This is not a trick question but an honest ask.  We are dependent upon nature.  We can not live if the earth that hosts us is being expended, used up, exhausted.

This weekend in the New York Times, Nicholas Kristof writes “We’re Rich! (In Nature).  The US has fantastic natural resources that we seem to be indifferent towards.   He says that we need to get out there to enjoy and walk in nature: It is why we are all here and what we need to center ourselves. Even the US Forest Service has gotten into the act with a fund website and this great video.  Yes, we work hard so we can go to the beach, swim, snorkel with fish, watch dolphins, whales, or we go to the mountains and hike in nature, see the wildlife, or go ski and enjoy the beauty and excitement.  Or, for some of us we go out to eat fabulous food (food that has to come from a healthy environment.)  Nature is what supports us and lets us thrive. If we take it for granted, waste it, pollute it, or destroy it, we will not be here any more.

At the Earth Policy Institute, Lester Brown saw this issue coming decades ago.  He describes it best in the Eco-Economy when he discusses that we are now at the point that the Ecological Capital is being depleted and used faster than it can be restored. This is because our economic capital does not value this in its equation, in fact micro economics accerlate the destruction of a limited natural resource.

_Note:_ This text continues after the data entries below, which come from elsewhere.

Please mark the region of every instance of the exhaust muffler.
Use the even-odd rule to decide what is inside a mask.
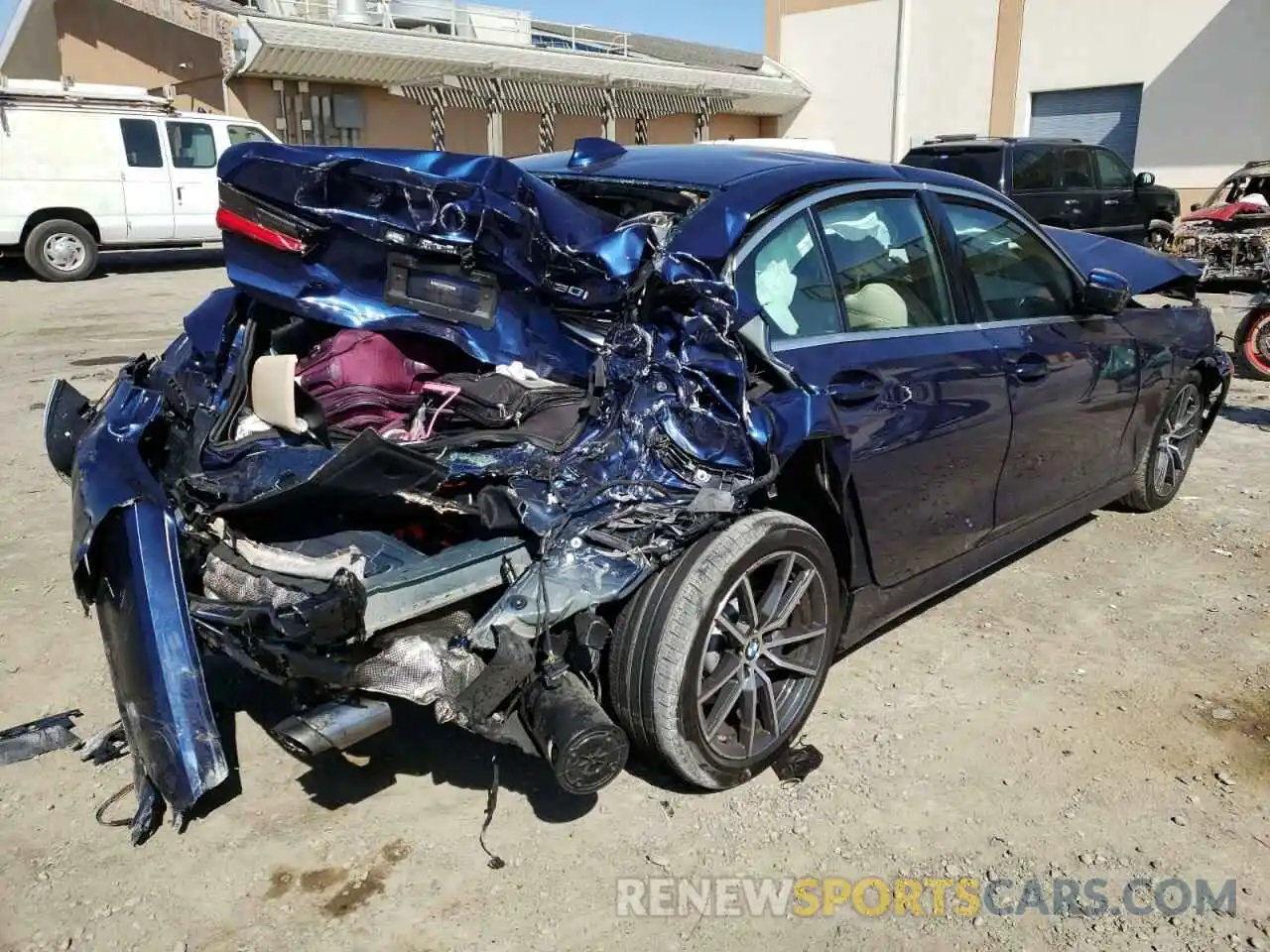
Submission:
[[[315,757],[328,750],[347,750],[391,726],[392,708],[386,701],[362,698],[301,711],[274,726],[271,734],[296,757]]]
[[[630,740],[573,671],[555,684],[536,678],[525,688],[522,717],[556,782],[568,793],[594,793],[626,767]]]

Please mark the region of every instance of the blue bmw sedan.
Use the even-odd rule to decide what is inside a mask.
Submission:
[[[968,179],[743,146],[250,142],[230,287],[89,400],[57,382],[133,835],[227,776],[204,673],[314,757],[394,708],[771,765],[834,659],[1113,503],[1179,491],[1229,383],[1195,269]]]

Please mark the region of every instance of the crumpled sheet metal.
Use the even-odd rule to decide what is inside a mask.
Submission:
[[[417,704],[436,704],[439,722],[453,720],[455,698],[485,666],[476,655],[451,645],[471,623],[471,614],[460,611],[429,623],[424,632],[399,635],[357,665],[353,687]]]
[[[622,303],[655,241],[655,220],[621,221],[494,156],[246,142],[222,182],[330,227],[304,260],[226,236],[235,284],[301,316],[349,327],[423,330],[488,363],[585,376],[592,354],[552,305]],[[422,316],[384,301],[384,254],[471,256],[500,278],[494,326]]]

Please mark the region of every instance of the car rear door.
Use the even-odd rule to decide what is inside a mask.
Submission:
[[[1067,146],[1059,152],[1059,189],[1067,222],[1064,228],[1099,231],[1102,199],[1093,174],[1093,155],[1086,146]]]
[[[959,322],[917,187],[839,187],[785,209],[740,249],[735,283],[775,355],[812,390],[883,586],[966,552],[993,527],[1010,439],[1003,368]]]
[[[147,118],[121,118],[123,150],[123,215],[127,241],[168,241],[175,230],[171,174],[159,140],[159,123]]]
[[[1099,231],[1125,241],[1140,241],[1151,222],[1149,212],[1138,207],[1133,169],[1110,149],[1093,149],[1093,169],[1099,176],[1101,217]]]
[[[1081,314],[1080,275],[1006,203],[939,190],[979,327],[1002,357],[1013,432],[997,490],[1008,532],[1132,472],[1124,440],[1138,347],[1119,321]]]
[[[164,121],[171,154],[171,193],[177,212],[177,239],[215,241],[220,190],[216,183],[216,135],[208,122]]]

When a natural resource is starting to be scarce, its value goes up and this drives the push to extract the resource faster until the resource is exhausted.  We have to watch out for any natural resource that is being harnessed past its sustainable level or we will all suffer the loss.

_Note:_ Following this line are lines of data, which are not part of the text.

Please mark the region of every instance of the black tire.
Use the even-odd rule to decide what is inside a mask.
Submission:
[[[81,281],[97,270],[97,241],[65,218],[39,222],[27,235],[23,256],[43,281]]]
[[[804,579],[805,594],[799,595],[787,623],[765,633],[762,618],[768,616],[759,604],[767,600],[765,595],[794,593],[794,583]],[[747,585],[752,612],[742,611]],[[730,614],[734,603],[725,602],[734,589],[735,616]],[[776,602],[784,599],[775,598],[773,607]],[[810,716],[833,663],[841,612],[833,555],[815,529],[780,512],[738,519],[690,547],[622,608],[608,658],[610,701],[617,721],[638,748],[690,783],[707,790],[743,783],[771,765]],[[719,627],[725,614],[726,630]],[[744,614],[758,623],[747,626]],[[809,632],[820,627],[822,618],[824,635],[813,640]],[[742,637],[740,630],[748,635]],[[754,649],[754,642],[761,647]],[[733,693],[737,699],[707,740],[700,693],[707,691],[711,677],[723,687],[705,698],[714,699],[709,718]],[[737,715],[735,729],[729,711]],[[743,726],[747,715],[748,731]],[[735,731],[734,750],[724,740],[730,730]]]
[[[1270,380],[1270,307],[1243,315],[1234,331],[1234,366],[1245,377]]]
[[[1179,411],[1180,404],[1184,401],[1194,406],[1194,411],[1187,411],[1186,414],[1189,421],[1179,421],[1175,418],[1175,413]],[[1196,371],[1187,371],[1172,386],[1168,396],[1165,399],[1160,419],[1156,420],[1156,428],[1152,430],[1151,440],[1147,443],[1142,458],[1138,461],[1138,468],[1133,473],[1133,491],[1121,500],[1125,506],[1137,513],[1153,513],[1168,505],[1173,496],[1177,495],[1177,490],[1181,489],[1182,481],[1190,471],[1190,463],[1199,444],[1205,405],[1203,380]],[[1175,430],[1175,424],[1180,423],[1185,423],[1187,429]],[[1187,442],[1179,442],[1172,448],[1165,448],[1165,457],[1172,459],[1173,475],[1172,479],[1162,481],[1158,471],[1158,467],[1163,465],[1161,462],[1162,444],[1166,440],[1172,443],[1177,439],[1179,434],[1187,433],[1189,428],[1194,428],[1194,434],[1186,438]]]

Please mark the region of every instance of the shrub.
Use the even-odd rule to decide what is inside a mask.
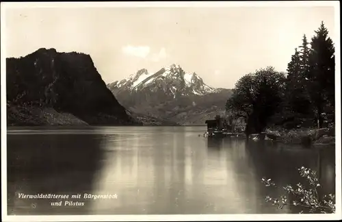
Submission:
[[[297,188],[287,185],[282,189],[287,195],[293,195],[296,200],[292,203],[288,201],[288,196],[284,195],[277,198],[266,197],[266,201],[272,203],[272,205],[282,209],[285,206],[294,206],[307,209],[310,213],[334,213],[336,210],[335,197],[329,194],[321,198],[319,195],[318,189],[321,186],[316,176],[316,172],[310,169],[302,166],[298,169],[300,176],[308,182],[309,188],[306,188],[302,184],[298,183]],[[278,188],[271,179],[261,179],[262,182],[266,186]],[[300,213],[302,213],[302,210]]]

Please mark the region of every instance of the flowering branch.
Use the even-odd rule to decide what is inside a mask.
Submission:
[[[320,198],[318,195],[317,188],[321,186],[316,175],[316,172],[310,169],[302,166],[298,169],[300,176],[308,181],[309,188],[306,188],[302,184],[298,183],[297,188],[293,188],[291,186],[287,185],[282,187],[282,189],[287,193],[293,195],[297,197],[297,201],[289,203],[287,201],[287,195],[282,195],[280,198],[272,198],[266,197],[266,201],[271,202],[272,205],[277,206],[279,209],[282,209],[285,206],[295,206],[307,208],[311,213],[334,213],[336,206],[334,203],[334,195],[330,194],[324,195]],[[266,186],[273,186],[278,188],[271,180],[261,179],[261,182]],[[300,213],[302,213],[301,211]]]

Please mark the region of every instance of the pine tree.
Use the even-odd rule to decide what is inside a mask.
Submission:
[[[302,43],[302,45],[300,46],[300,64],[304,77],[304,75],[308,70],[308,66],[309,66],[308,59],[310,57],[310,51],[311,51],[311,49],[309,48],[309,43],[308,42],[308,40],[305,34],[303,36]]]
[[[323,22],[315,32],[311,42],[308,71],[306,74],[318,127],[321,127],[325,108],[328,105],[332,107],[332,110],[334,108],[334,47]]]
[[[295,114],[307,114],[310,110],[310,101],[304,87],[304,80],[300,53],[296,48],[291,62],[287,64],[285,99],[285,107]]]

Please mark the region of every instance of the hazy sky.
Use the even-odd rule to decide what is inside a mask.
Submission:
[[[88,53],[106,83],[175,63],[233,88],[260,68],[286,71],[321,21],[336,40],[332,7],[36,8],[8,9],[5,18],[7,57],[42,47]]]

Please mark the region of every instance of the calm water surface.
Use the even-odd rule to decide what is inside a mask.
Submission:
[[[8,131],[9,214],[293,213],[265,201],[296,184],[302,166],[334,193],[334,149],[305,149],[199,136],[205,127],[123,127]],[[68,199],[18,198],[69,195]],[[84,193],[116,199],[84,199]],[[71,199],[73,195],[81,198]],[[64,206],[65,201],[83,206]],[[51,202],[62,201],[62,206]]]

For example, the fisheries of the world are in serious decline.  Every time we can stop the over fishing we should.  In Greece, there are many islands where the fish do not exist as they were all dynamited until their eco systems collapsed.  In Scotland, there is a well studied fishery, where in the 1890’s the community banned trawling within 3 miles of shore because of over fishing. This worked and the fish returned. Then in the 1980’s, the economic interests put political pressure to reverse this law, and within two decades the fishery was exhausted and not recoverable; and with that, the local industry died.  This has played out time and time again all over the world.

In Kristof’s article, he writes about how our national forests are again under pressure where certain industries are pushing for legislation to open up 50 million acres to logging and unsustainable grazing.  We have seen this motion before and this is not a good direction.

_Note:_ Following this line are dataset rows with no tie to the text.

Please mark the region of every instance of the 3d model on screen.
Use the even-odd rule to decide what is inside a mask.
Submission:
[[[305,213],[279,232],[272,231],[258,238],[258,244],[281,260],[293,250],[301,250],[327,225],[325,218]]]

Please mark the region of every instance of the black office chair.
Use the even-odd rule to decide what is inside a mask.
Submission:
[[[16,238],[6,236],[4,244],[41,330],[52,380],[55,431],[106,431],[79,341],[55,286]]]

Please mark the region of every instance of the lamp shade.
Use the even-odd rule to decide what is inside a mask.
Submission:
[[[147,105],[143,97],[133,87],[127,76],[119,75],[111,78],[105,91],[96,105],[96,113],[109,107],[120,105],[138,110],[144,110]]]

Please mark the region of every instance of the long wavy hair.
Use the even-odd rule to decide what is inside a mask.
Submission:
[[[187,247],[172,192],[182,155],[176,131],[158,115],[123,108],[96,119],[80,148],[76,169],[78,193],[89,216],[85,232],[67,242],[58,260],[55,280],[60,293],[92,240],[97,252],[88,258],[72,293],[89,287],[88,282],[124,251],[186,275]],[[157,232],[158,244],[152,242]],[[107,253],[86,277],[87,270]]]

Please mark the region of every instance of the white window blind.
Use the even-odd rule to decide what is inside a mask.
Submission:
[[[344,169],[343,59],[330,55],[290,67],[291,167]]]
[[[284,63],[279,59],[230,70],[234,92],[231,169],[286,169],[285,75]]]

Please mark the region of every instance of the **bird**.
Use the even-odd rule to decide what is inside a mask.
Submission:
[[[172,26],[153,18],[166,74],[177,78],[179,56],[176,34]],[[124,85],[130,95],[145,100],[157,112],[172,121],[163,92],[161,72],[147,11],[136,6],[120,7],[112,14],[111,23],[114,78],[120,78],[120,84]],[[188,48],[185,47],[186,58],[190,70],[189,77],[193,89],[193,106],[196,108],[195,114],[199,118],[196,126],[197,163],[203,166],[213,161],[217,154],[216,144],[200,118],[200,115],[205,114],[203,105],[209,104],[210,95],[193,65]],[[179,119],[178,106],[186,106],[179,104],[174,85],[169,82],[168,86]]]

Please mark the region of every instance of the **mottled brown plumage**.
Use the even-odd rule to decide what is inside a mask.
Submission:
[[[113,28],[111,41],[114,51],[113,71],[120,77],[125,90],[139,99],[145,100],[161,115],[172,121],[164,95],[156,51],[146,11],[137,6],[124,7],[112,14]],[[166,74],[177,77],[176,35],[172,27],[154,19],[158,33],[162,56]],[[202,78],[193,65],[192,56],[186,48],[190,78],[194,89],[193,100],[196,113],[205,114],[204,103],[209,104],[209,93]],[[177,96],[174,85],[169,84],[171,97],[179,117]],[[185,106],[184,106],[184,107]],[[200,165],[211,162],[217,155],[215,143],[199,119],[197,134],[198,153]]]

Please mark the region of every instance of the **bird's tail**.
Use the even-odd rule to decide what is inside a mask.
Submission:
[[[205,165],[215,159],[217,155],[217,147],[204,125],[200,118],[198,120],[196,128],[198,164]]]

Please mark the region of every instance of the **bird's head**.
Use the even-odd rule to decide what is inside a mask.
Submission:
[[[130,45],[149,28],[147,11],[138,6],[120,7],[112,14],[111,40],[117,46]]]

Lester Brown is urging us to head toward an eco-economy, which is an environmentally sustainable economy that requires that the principles of ecology establish the framework for the formulation of economic policy.  Having the two studies integrated is imperative as the differences are fundamental.  Ecologists worry about nature’s limits, while economists tend not to recognize any such constraints. Economists have a great faith in the market, while ecologists often fail to appreciate the market adequately.  Ecologists see the world as interlinked network of natural systems that cannot exist without one another. Economists see the world as a set of micro economies that can substituted for each other.

There is much to do and so little time, but we do have some very good ideas about how to evolve our economy with the environment.  It will just need a lot of political will to get there.